Correlating results with your models
Parsing is async: the Markdown shows up later, in a ParseCompleted event. So you need a way
to know which of your records a finished document belongs to. ->for($model) handles this:
it records the association on the SDK's own parse_requests row (a polymorphic relation, so
nothing to add to your schema), and the event gives the model back:
Parse::file('contracts/foo.pdf')->for($document)->parse();
// later, in your listener:
$document = $event->request->parsable; // your Document model, typed
Want the reverse link on your model? Add one line, no migration:
class Document extends Model
{
public function parse()
{
return $this->morphOne(\ParseForArtisans\Models\ParseRequest::class, 'parsable');
}
}
$document->parse?->status(); // 'completed'
No model to point at? (a one-off script, a batch of loose files, or a record you only
create after parsing). Skip ->for() and attach your own context with ->withMeta():
$parse = Parse::file('contracts/foo.pdf')

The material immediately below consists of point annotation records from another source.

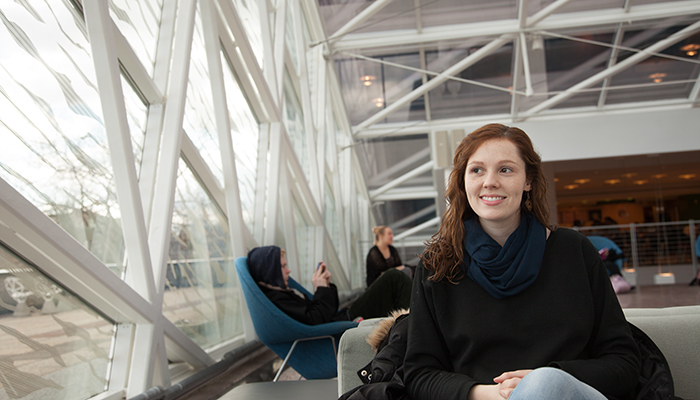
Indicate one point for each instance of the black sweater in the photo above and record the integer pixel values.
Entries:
(323, 308)
(377, 264)
(569, 318)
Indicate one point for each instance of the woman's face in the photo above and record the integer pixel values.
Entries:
(388, 236)
(494, 180)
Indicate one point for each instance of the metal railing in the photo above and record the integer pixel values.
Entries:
(652, 244)
(643, 245)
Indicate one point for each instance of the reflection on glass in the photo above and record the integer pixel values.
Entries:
(331, 217)
(201, 297)
(136, 114)
(199, 121)
(249, 14)
(290, 39)
(54, 148)
(368, 87)
(294, 122)
(453, 99)
(139, 22)
(305, 246)
(52, 345)
(245, 132)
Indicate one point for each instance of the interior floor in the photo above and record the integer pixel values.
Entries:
(263, 367)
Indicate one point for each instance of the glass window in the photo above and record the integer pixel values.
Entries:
(245, 133)
(200, 121)
(249, 14)
(331, 217)
(139, 22)
(290, 40)
(54, 148)
(201, 294)
(453, 99)
(369, 86)
(305, 246)
(294, 122)
(52, 345)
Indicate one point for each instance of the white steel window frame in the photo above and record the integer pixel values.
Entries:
(146, 341)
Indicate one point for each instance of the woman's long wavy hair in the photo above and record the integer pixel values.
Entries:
(445, 249)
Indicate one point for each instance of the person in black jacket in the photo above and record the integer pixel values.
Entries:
(268, 267)
(505, 306)
(383, 256)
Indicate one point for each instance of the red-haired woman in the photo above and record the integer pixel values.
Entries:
(503, 305)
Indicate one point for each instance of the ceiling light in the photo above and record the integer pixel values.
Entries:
(691, 49)
(367, 80)
(657, 77)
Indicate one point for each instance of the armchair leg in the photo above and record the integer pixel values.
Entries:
(291, 349)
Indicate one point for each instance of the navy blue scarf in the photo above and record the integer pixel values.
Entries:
(508, 270)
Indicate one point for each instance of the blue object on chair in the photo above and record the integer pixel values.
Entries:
(310, 349)
(601, 242)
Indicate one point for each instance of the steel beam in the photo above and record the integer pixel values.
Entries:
(403, 178)
(251, 62)
(442, 77)
(223, 127)
(408, 232)
(104, 54)
(632, 60)
(420, 213)
(360, 18)
(568, 21)
(410, 193)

->withMeta(['tenant_id' => $tenant->id, 'source' => 'bulk-import']) // any scalars you like
->parse();
// in your listener:
$tenantId = $event->request->meta['tenant_id'];
->for() and ->withMeta() compose: use the relation for the model, meta for extra context.
Parse a URL
Already have the document at a public URL? Skip the upload; we fetch it. Try it right now in
php artisan tinker with our sample file:
$parse = Parse::url('https://parseforartisans.com/samples/invoice.pdf')->parse();
From a file upload
There's no inline Markdown to return, and parsing happens in your bucket, so the idiomatic Laravel move is store the upload, then parse the stored path:
use Illuminate\Http\Request;
public function store(Request $request)
{
$request->validate([
'document' => ['required', 'file', 'mimes:pdf,docx,xlsx', 'max:51200'],
]);
$path = $request->file('document')->store('uploads', 's3'); // your disk
$document = Document::create(['source_path' => $path]);
$parse = Parse::disk('s3')->file($path)->for($document)->parse();
// Hand the id to your frontend so it can poll ->status(), or just wait for the event.

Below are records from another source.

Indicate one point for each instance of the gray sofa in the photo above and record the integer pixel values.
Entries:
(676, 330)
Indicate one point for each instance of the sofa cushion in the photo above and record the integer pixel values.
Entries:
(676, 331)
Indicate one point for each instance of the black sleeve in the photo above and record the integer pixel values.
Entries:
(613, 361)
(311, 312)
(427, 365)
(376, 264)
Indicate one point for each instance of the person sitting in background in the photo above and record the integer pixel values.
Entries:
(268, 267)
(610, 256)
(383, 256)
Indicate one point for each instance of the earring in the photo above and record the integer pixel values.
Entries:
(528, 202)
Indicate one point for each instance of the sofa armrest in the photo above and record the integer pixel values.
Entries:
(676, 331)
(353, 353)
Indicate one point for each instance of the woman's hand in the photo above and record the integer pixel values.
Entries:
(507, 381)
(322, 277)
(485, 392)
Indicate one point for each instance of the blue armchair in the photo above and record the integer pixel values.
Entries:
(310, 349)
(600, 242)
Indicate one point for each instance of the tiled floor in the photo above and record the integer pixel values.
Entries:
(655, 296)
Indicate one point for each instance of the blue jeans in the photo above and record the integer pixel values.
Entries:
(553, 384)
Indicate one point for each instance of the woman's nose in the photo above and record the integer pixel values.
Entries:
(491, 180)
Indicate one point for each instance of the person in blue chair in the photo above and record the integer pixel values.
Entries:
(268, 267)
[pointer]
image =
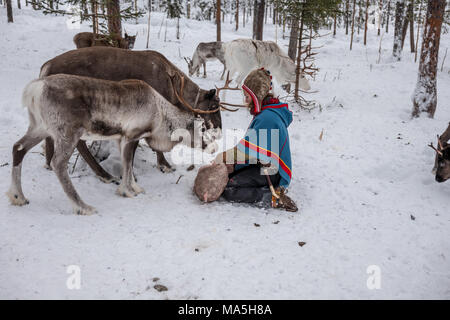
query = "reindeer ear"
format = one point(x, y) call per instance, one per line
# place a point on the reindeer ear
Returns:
point(211, 94)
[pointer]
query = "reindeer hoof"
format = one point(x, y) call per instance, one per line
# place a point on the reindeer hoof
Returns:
point(110, 179)
point(126, 192)
point(137, 188)
point(16, 199)
point(85, 211)
point(166, 169)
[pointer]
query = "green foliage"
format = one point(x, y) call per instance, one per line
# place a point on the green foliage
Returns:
point(174, 8)
point(83, 9)
point(315, 13)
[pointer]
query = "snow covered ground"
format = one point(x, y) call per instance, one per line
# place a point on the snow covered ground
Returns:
point(365, 191)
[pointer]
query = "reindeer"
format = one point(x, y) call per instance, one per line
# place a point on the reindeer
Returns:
point(245, 55)
point(87, 39)
point(442, 161)
point(68, 108)
point(149, 66)
point(206, 51)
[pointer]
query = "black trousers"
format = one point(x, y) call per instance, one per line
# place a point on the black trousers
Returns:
point(248, 185)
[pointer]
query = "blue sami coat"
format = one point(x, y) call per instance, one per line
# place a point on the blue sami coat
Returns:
point(267, 139)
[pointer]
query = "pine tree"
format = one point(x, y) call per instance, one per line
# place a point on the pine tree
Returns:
point(258, 19)
point(399, 13)
point(425, 93)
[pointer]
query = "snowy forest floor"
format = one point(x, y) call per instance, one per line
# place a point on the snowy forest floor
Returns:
point(365, 191)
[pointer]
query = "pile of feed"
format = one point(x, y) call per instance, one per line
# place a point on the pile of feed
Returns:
point(210, 182)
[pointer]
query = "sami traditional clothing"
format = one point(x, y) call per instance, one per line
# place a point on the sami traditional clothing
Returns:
point(267, 139)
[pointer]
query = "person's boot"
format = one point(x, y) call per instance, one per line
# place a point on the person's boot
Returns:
point(283, 201)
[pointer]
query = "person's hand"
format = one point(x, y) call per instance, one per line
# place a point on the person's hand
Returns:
point(230, 168)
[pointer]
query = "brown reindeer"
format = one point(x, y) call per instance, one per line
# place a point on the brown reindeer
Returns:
point(69, 108)
point(442, 160)
point(87, 39)
point(149, 66)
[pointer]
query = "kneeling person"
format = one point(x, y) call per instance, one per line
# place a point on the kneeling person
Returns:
point(262, 159)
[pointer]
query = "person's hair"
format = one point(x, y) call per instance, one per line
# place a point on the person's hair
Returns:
point(259, 81)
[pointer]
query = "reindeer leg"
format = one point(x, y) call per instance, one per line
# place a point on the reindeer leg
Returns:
point(20, 148)
point(135, 144)
point(128, 187)
point(223, 72)
point(163, 164)
point(64, 150)
point(49, 151)
point(93, 164)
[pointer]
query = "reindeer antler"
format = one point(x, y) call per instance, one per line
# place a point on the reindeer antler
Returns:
point(184, 102)
point(439, 152)
point(439, 143)
point(227, 85)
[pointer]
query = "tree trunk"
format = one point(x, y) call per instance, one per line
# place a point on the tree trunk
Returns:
point(148, 23)
point(411, 25)
point(114, 19)
point(9, 11)
point(334, 25)
point(258, 19)
point(365, 22)
point(418, 31)
point(243, 15)
point(353, 24)
point(188, 9)
point(425, 93)
point(292, 50)
point(407, 21)
point(237, 15)
point(388, 14)
point(380, 12)
point(298, 69)
point(399, 13)
point(346, 16)
point(218, 23)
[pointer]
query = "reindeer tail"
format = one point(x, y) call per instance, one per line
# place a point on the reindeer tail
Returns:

return response()->json(['parse_id' => $parse->id]);
}
You don't tell us the file type; we detect it (PDF, Word, PowerPoint, Excel, email, and more) and route it automatically.
Batch processing
Hand Parse::files() an array (or collection) of paths instead of a single file. They're
submitted as one batch and you get back a collection of ParseRequest models, one per file:
$paths = Storage::disk('s3')->files('contracts');
$batch = Parse::disk('s3')->files($paths)

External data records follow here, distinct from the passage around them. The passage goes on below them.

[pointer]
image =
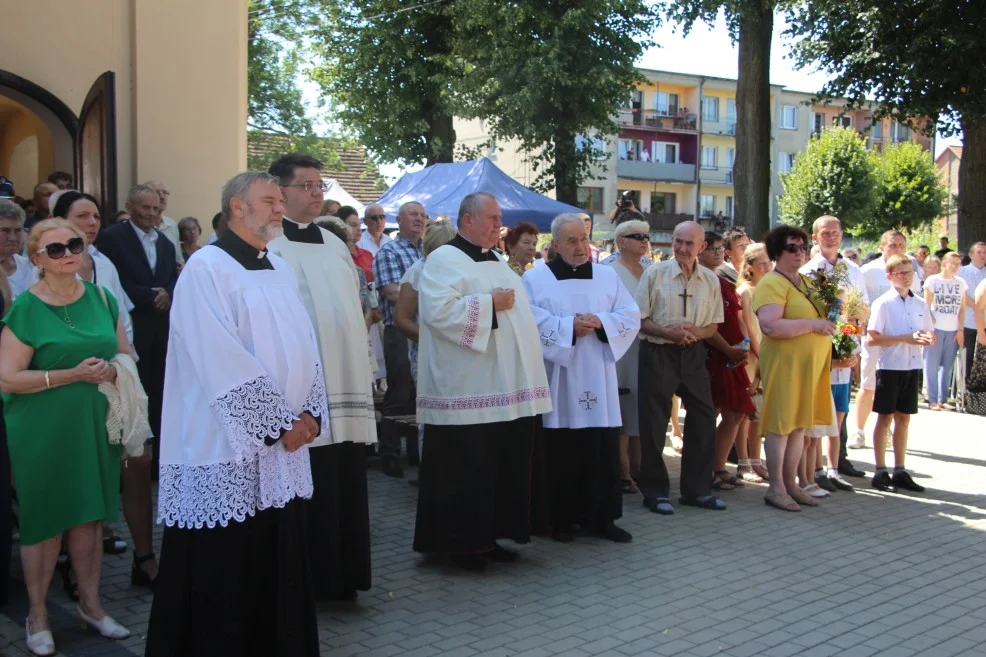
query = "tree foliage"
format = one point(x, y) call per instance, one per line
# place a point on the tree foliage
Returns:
point(914, 58)
point(544, 72)
point(833, 175)
point(276, 53)
point(909, 191)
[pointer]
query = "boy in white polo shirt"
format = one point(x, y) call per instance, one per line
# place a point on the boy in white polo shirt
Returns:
point(900, 324)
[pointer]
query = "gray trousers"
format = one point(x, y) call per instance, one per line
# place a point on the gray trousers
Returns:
point(665, 371)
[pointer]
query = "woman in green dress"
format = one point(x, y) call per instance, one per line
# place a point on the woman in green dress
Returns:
point(58, 338)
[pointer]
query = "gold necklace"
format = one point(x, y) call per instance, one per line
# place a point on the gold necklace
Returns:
point(56, 295)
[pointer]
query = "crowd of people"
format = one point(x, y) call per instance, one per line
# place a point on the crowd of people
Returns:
point(540, 386)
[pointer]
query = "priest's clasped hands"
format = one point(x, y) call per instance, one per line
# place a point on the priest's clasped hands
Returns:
point(303, 431)
point(586, 323)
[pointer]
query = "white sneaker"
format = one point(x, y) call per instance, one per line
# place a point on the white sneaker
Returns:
point(815, 491)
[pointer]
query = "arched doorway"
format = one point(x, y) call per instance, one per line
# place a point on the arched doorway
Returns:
point(39, 133)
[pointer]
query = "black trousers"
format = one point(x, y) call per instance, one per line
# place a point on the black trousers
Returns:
point(667, 370)
point(401, 396)
point(151, 343)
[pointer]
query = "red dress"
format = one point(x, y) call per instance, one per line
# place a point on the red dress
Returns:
point(730, 386)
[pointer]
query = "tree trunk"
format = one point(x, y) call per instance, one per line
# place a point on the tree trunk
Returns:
point(566, 168)
point(440, 137)
point(751, 168)
point(972, 184)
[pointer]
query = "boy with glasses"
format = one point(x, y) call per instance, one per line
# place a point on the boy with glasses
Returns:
point(900, 325)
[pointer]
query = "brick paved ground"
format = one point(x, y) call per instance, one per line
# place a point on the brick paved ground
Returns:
point(865, 574)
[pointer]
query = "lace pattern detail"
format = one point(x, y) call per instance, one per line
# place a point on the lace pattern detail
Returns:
point(475, 402)
point(472, 322)
point(252, 412)
point(197, 496)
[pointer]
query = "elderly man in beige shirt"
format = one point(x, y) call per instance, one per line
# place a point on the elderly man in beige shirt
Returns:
point(680, 306)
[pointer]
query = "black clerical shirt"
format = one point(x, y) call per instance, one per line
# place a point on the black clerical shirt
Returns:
point(295, 232)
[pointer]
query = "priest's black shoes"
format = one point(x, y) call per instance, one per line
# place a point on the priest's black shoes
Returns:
point(391, 467)
point(500, 554)
point(616, 534)
point(902, 480)
point(472, 562)
point(882, 481)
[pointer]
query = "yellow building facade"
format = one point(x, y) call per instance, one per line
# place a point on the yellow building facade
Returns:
point(119, 92)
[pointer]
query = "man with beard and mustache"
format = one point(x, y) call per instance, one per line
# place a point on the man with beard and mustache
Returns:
point(338, 513)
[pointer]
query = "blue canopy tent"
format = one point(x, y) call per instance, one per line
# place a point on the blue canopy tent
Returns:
point(441, 188)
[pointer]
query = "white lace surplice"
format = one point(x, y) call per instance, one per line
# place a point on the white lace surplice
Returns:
point(242, 365)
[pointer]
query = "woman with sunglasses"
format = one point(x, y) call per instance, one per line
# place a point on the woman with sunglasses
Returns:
point(795, 364)
point(57, 341)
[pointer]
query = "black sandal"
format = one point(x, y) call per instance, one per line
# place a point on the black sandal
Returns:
point(139, 576)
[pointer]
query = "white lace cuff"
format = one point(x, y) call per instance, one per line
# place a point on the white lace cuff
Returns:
point(253, 414)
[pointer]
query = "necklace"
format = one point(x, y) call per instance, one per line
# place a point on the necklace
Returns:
point(67, 318)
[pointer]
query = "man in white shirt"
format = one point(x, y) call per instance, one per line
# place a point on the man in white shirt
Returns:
point(165, 224)
point(373, 237)
point(892, 243)
point(974, 273)
point(900, 325)
point(827, 235)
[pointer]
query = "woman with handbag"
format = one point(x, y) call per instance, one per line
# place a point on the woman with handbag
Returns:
point(55, 348)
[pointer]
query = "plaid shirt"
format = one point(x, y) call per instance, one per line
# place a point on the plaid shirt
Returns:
point(389, 264)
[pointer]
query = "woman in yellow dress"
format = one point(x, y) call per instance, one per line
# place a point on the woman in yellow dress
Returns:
point(795, 364)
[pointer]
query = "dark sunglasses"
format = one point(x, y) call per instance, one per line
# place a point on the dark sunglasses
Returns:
point(56, 250)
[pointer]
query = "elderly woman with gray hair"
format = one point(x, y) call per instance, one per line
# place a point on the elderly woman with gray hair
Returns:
point(633, 242)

->frontmatter(true) // options apply to every file in the batch
->parse();
$batch->count(); // how many were submitted
$batch->pluck('id'); // the parse references the SDK is tracking
Each file fires its own ParseCompleted event as it finishes, so your published listener
handles results the same way whether you submitted one file or ten thousand.
Submitting thousands at once? Wrap the
->parse()call in your own queued job so the submissions run in the background with retries. The SDK doesn't force a queue; it's your call.
Options
Chain options before ->parse():
$parse = Parse::file($path)
->for($document) // associate with one of your models, handed back in the event
->withMeta([...]) // attach arbitrary scalar context, handed back in the event
->ocr(true) // force OCR (auto-detected by default for scanned PDFs)
->ocrLanguage('spa') // OCR language(s) for scanned PDFs, e.g. 'spa' or 'eng+fra'
->pages('1-20') // only these pages
->frontmatter(true) // prepend YAML frontmatter (author, dates, page count)
->to('out/foo.md') // override output path (default: parsed/<source>.md, e.g. parsed/contracts/foo.pdf.md)
->parse();
Options apply where they fit the format:
ocr()andocrLanguage()affect PDFs, andpages()works on paginated formats (PDF, PowerPoint, spreadsheets).